Discovery of a Lost Painting by Léon Bénouville


1. Léon Bénouville (1821-1859)
The Departure of Protesilaus, 1851
Oil on Canvas - 297 x 229 cm
Hermes (Oise), City Hall
Photo : D. R.

25/01/12 - Discovery - Hermes (Oise). City Hall - Churches, but also city halls and other public places, hold some welcome surprises for us. In this case, thanks to the sharp eye of a young municipal councilman [1], an important painting by Léon Bénouville, which had disappeared practically since it was first produced was "discovered" in the town of Hermes, close to Beauvais in northern France. The work represents Protesilaus’ Departure, sent from Rome in 1851, a large canvas measuring 297 x 229 cm. The subject, not often treated in painting, is taken from Greek mythology : Protesilaus, a Thessalian hero, recently married to Laodamia, leaves to fight in the war against Troy where he is killed by Hector according to an oracle which predicted the death of the first Greek to step on Trojan soil. Inconsolable after the loss of her husband, Laodamia orders a wax figure in his likeness. Her father, unhappy to see her wallow in her sadness, throws the mannequin into the fire but the young woman follows and is burned alive.

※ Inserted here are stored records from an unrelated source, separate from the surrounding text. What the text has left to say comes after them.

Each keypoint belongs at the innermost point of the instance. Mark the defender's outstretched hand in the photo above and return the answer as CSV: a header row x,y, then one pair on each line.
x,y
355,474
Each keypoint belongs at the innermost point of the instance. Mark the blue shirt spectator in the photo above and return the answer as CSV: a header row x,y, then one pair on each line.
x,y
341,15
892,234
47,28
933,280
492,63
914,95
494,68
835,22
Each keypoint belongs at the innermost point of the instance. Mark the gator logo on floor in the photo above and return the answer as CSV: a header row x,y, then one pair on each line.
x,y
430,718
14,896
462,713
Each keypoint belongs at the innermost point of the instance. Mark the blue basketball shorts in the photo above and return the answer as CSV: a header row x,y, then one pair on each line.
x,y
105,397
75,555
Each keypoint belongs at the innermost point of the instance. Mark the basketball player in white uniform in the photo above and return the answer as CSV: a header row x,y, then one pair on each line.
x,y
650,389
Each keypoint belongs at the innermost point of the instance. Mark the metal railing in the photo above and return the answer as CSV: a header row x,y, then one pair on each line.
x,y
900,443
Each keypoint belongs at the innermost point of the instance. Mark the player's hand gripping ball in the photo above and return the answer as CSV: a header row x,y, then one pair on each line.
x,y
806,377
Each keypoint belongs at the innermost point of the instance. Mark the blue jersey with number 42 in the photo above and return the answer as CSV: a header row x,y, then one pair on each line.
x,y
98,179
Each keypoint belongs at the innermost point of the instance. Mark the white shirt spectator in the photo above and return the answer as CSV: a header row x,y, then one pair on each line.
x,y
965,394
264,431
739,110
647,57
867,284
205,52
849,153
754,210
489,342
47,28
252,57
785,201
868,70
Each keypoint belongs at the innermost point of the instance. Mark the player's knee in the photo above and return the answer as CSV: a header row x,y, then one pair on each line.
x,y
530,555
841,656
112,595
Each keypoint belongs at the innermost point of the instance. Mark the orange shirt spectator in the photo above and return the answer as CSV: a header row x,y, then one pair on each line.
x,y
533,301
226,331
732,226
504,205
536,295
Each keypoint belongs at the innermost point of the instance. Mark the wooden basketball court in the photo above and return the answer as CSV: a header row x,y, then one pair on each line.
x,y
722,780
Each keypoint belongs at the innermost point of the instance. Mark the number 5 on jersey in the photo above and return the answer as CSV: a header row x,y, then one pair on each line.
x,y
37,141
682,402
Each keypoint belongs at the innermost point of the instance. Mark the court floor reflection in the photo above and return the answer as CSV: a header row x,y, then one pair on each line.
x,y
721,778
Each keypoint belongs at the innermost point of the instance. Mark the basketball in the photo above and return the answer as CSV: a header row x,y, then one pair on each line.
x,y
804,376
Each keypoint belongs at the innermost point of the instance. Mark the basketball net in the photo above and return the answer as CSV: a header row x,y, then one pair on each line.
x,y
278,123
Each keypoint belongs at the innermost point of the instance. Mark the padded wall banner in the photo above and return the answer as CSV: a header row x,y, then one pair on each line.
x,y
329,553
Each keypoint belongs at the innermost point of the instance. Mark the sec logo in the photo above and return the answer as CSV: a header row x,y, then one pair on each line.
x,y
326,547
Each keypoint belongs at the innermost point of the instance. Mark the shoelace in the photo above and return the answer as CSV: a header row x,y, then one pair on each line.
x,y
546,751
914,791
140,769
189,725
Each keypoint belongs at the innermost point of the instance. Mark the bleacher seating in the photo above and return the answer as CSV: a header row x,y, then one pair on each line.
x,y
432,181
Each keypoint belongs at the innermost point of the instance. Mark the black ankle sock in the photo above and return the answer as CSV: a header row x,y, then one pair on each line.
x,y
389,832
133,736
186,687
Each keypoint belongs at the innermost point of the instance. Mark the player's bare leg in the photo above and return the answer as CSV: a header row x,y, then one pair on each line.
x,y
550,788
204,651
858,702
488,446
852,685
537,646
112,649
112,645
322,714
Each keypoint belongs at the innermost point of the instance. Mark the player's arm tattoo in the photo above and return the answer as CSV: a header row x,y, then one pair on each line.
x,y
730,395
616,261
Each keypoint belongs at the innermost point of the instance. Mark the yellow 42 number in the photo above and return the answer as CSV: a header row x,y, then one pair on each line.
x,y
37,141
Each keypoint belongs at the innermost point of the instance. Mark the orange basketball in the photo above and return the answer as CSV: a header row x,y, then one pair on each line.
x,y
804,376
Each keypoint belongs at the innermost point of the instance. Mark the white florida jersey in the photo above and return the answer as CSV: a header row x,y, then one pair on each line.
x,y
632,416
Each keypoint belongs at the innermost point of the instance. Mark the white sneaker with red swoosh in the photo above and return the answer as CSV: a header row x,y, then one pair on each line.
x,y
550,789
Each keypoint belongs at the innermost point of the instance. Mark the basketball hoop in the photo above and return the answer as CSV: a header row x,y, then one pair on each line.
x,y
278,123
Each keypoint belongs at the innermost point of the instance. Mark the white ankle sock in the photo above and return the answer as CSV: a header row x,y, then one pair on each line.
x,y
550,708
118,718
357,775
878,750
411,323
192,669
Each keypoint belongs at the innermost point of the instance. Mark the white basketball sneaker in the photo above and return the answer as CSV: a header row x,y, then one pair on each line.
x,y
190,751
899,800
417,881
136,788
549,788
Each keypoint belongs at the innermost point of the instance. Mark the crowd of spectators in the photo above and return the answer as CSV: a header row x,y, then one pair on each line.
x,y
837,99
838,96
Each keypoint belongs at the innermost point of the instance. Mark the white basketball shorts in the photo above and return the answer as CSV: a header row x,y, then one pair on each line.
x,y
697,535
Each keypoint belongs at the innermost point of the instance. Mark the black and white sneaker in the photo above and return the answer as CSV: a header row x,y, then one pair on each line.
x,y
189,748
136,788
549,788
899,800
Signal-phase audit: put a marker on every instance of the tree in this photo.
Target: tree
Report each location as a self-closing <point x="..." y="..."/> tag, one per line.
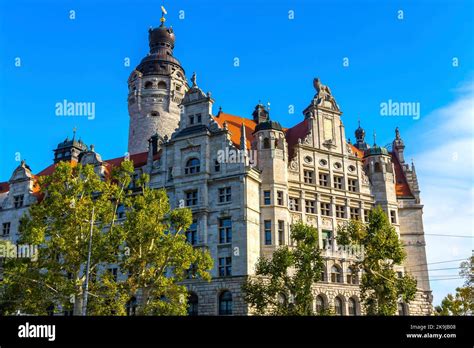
<point x="462" y="303"/>
<point x="381" y="288"/>
<point x="80" y="204"/>
<point x="283" y="284"/>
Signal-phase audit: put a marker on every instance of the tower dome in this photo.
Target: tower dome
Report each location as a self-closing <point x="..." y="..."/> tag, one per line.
<point x="360" y="133"/>
<point x="156" y="89"/>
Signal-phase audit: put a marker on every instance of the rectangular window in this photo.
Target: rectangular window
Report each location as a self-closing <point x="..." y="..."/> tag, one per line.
<point x="327" y="239"/>
<point x="120" y="211"/>
<point x="281" y="232"/>
<point x="113" y="272"/>
<point x="366" y="215"/>
<point x="340" y="211"/>
<point x="294" y="204"/>
<point x="355" y="213"/>
<point x="310" y="206"/>
<point x="325" y="209"/>
<point x="266" y="198"/>
<point x="225" y="230"/>
<point x="268" y="232"/>
<point x="352" y="185"/>
<point x="191" y="233"/>
<point x="225" y="266"/>
<point x="393" y="216"/>
<point x="225" y="194"/>
<point x="18" y="201"/>
<point x="191" y="198"/>
<point x="280" y="198"/>
<point x="308" y="176"/>
<point x="323" y="179"/>
<point x="338" y="182"/>
<point x="6" y="228"/>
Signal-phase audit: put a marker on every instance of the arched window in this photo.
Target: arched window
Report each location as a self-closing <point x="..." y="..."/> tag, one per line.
<point x="282" y="299"/>
<point x="192" y="166"/>
<point x="266" y="143"/>
<point x="352" y="306"/>
<point x="50" y="310"/>
<point x="193" y="304"/>
<point x="131" y="306"/>
<point x="402" y="308"/>
<point x="323" y="275"/>
<point x="336" y="274"/>
<point x="225" y="303"/>
<point x="320" y="305"/>
<point x="351" y="276"/>
<point x="338" y="306"/>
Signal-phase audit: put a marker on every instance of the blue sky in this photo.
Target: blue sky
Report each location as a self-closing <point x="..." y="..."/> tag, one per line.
<point x="407" y="60"/>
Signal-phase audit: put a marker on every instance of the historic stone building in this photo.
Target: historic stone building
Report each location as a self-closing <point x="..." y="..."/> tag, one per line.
<point x="248" y="179"/>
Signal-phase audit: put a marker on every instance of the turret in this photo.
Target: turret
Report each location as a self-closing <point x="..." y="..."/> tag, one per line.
<point x="379" y="167"/>
<point x="69" y="149"/>
<point x="156" y="89"/>
<point x="398" y="146"/>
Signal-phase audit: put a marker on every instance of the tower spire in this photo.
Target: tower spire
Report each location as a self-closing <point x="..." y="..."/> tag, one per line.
<point x="163" y="13"/>
<point x="243" y="138"/>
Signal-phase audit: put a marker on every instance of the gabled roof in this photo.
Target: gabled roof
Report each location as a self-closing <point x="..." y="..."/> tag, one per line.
<point x="402" y="189"/>
<point x="294" y="133"/>
<point x="4" y="187"/>
<point x="234" y="124"/>
<point x="358" y="153"/>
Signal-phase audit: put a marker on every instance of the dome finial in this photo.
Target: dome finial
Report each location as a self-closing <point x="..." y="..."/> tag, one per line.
<point x="193" y="80"/>
<point x="163" y="13"/>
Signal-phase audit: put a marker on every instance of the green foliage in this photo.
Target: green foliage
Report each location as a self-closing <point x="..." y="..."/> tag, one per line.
<point x="381" y="288"/>
<point x="282" y="285"/>
<point x="149" y="245"/>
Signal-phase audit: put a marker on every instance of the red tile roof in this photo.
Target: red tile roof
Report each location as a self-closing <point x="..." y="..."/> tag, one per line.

As often happens in Léon Bénouville’s work, the composition for Protesilaus was carefully readied with many preparatory drawings. Marie-Madeleine Aubrun, the author of a monograph on the artist [2], had assembled a certain number of sheets on the subject. However, not having a very precise idea of the work, based only on descriptions made at the time it was presented, she had rejected some drawings which today round out the ensemble of preparatory studies for the painting.
Presented at the Salon of 1852 as n° 81, The Departure of Protesilaus was not very enthusiastically received and was criticized mostly for the very academic and conventional aspect of the hero and his companion in the foreground [3]. The painting was soon forgotten and eclipsed by the success of Saint Francis of Assissi Transported on his Deathbed to Saint Mary of the Angels, Blessing the City of Assissi exhibited the following year.


2. Léon Bénouville’s Signature
on The Departure of Protesilaus
Hermes (Oise), City Hall
Photo : D. R.

3. Léon Bénouville (1821-1859)
The Departure of Protesilaus, 1851, detail
Oil on Canvas - 297 x 229 cm
Hermes (Oise), City Hall
Photo : D. R.


4. Léon Bénouville (1821-1859)
The Departure of Protesilaus, 1851, detail
Oil on Canvas - 297 x 229 cm
Hermes (Oise), City Hall
Photo : D. R.

It is always interesting to determine how such an important painting ended up in a small town in the Oise region. The records of the auction following the death of Léon Bénouville in May 1859 mention a Protesilaus sold for 400F to a certain Moric (?). This person might well correspond to Théodore Gaitas, known as "Morin" (1807-1882), a manufacturer of passementerie in Saint-Just-des-Marais near Beauvais, and mayor of Hermes from 1870 to 1876, owner of the château Marguerite in this town. After his death, his widow, Aline Leclère, sold the château along with its furnishings to Louis-Jacques Legendre, a literary figure, poet and theater producer. He donated the painting by Bénouville to the community in 1886. Since then, Protesilaus’ Departure has been exhibited in a room at the Hermes city hall, amid general indifference !

The painting, which is in poor condition, will undergo a restoration. It has already been submitted for listing as a historical monument and should soon be reviewed by the Commission nationale in order to be officially listed.

Version française


Didier Rykner, jeudi 26 janvier 2012


Notes

[1] Mr. David Jehanne.

[2] Marie-Madeleine Aubrun, Léon Bénouville, Paris, 1981.

[3] The Goncourt brothers wrote : "We should not reproach Mr. Bénouville, as any other artist of 1810, for having placed the Apollo Belvedere in a scene which takes place during the Trojan war. The columns, the frescos, the domestic gods, even the oleanders, are those of a man who knows his local Greek "color". It is really something, but that is not all. Mr. Bénouville’s Protesilaus, starting with the left leg, the right arm held back, hesitant in the movement of the head, holds the same pose as all those academic figures on the point of leaving on a trip."